Uma figura feminina vestida de verde, com duas cabeças (homem e mulher?), realizando o que seria uma mistura alquímica (água e fogo) em um caldeirão dourado. Sob a cabeça dela pendem duas luas crescentes, em seu peito há muitos seios e a parte superior de seu corpo está inserida em uma elipse na qual lemos "Visita interiora terrae rectificandoinvenies occultum lapidem"(Visita o interior da terra e, retificando, encontrarás a pedra oculta ). Ao lado dele um leão branco e uma águia vermelha. Que parecem estar a vontade, mesmo estando sob um piso onde sobem labaredas de fogo.


Mitologia e Tipologia


O que está muito claro nesta lâmina é a união dos opostos, de forma interna e externa. Se a dividirmos ao meio, de cada lado veremos símbolos complementares. E o gesto da figura alude claramente á destilação, purificação, ou em última análise, á Alquimia. No baralho de Marselha isso está óbvio, pois lá ela passa de um recipiente para outro um líquido ondulante que inalterado, não perde uma gota sequer. Para os gregos, este gesto – o de derramar o que há num vaso em outro – é tomado como sínônimo de metempsicose. Segundo Chevalier, é interessante notar que a origem desta lâmina está na Força e seu complemento é a Justiça, o seja, esta é a quarta virtude cardeal e, estando entre a Morte e o Diabo, ela nos avisa da grande lei da eterna circulação dos fluidos vitais e a necessidade de mantermos o equilíbrio interior entre os dois pólos de nosso ser.

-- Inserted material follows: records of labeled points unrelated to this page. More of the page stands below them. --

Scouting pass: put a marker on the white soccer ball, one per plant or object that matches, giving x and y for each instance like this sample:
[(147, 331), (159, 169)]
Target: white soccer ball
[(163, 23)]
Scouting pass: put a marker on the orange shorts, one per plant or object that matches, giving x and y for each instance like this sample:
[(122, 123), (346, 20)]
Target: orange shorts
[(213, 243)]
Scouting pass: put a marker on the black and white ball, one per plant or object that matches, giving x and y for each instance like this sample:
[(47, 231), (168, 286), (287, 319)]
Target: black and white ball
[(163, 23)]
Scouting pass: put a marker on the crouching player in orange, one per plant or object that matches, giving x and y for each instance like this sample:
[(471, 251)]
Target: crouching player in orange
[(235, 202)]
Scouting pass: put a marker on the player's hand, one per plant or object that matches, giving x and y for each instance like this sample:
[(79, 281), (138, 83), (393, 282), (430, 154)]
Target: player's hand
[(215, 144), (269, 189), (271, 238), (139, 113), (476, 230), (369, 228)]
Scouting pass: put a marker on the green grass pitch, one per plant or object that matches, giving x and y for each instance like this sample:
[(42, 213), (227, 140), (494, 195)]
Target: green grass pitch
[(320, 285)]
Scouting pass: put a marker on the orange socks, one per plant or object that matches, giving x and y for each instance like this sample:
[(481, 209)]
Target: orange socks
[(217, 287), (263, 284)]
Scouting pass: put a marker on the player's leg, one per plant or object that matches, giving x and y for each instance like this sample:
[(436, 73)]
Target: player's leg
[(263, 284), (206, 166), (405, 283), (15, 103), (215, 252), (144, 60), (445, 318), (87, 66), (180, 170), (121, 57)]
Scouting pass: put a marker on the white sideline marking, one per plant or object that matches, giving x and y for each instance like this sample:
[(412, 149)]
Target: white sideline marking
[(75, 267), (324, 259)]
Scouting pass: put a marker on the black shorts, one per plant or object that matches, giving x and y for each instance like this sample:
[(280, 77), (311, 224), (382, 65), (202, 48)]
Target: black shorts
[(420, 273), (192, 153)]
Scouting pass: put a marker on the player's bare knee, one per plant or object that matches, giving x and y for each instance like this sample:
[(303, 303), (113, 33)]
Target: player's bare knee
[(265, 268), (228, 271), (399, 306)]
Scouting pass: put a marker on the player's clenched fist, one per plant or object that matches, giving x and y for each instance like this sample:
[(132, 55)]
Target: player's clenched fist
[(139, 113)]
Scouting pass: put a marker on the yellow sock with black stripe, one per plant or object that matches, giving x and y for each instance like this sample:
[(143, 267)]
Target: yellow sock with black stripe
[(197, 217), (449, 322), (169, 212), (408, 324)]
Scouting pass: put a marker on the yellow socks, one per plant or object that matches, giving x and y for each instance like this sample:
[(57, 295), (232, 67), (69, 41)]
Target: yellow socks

A própria origem da palavra Temperança nos fala muito: temperantia, em latim significa moderado, sem excessos, clean.

Gosto muito da analogia desta carta com Diana Sagitária (Ártemis), filha de Zeus e irmã de Apolo. Ela era detentora da sabedoria instintiva, que, ao não seguir um plano lógico, relaciona-se com os ciclos da Natureza, onde nascer, crescer, reproduzir-se e morrer se alternam, expressando a renovação de todas as coisas. Como arquétipo da Virgem (pedido feito a seu pai aos 3 anos de idade), ela não tomou a maternidade como condição precípua da feminilidade, tornando-se então a figura andrógina que vemos na lâmina. A caçadora divina, como era chamada, persegue e mata os seres inconscientes de sua natureza instintiva e esquecidos da busca de si mesmos. Sempre bela, trajando saias curtas (liberdade de movimentos), levando seu arco e flechas sempre certeiros (sagitária, atingindo o alvo, que é o conhecimento)porta a tocha acesa em uma de suas mãos e a Lua Crescente em sua cabeça, representando desta forma, a Consciência do Feminino. O arquétipo de Ártemis, se levado ao exptremo negativo, no nível psicológico pode ocasionar comportamentos rígidos, preconceitos, dificultando assim a transmutação necessária ao processo de individuação.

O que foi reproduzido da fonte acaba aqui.